The Catholic Church's Odessa-Simferopol diocese includes a Crimea vicariate with parishes in Sevastopol, Teodozia, Kerch, Yalta, Dzankoy, Eupatoria and the regional capital, Simferopol, which continued functioning under restrictions after Crimea's occupation. The larger Greek Catholic Church traditionally makes up around 10 percent of the peninsula's 1.96 million inhabitants, and has also expressed fears about its future in Crimea.

In January, Crimea's Catholic auxiliary bishop, Mgr Jacek Pyl, told Poland's Catholic information agency, KAI, the local Church would remain canonically subject to Ukraine's Bishops Conference, but said Crimea's Russian-installed premier, Sergei Aksionov, had offered "broad help" with legal procedures after receiving guidelines from Moscow.

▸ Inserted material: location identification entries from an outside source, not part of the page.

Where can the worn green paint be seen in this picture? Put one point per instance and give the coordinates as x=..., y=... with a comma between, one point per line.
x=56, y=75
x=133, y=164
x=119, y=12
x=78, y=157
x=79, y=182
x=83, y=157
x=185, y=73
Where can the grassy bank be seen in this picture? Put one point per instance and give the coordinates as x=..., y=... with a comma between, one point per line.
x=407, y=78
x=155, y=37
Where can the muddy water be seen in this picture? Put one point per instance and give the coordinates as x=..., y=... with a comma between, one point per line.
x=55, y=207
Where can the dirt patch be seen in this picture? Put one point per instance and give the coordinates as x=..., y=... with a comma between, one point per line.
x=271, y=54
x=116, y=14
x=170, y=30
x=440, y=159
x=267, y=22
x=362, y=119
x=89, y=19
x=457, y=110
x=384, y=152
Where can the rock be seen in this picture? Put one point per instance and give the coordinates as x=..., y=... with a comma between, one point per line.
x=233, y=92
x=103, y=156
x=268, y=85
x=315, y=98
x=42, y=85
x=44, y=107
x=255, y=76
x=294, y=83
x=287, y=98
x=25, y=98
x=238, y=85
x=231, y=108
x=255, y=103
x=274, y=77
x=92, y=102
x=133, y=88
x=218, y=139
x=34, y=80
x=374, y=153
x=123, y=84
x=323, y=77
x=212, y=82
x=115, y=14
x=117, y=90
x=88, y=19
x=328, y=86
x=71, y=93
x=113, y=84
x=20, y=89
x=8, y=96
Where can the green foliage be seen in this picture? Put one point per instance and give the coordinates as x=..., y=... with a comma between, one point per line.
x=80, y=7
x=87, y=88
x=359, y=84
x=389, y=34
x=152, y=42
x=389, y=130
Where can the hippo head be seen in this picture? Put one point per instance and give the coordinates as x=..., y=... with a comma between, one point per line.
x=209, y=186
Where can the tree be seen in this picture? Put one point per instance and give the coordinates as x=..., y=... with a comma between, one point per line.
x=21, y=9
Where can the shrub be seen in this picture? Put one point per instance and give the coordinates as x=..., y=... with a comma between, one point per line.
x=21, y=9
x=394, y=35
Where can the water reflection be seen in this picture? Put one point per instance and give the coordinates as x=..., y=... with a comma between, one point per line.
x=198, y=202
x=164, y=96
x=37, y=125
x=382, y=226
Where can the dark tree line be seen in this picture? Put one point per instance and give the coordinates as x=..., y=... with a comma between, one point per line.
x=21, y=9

However, a senior Russian official, Vladimir Bobrovsky, told journalists last weekend only nine religious communities had so far been registered, with another 73 requests pending, out of the 1409 registered in Crimea before the annexation. Ukraine's breakaway Orthodox Church of the Kievan Patriarchate reported that its local archbishop had received a "recommendation" that he hand over his Church's land in Simferopol to the Russian Federal Security Service.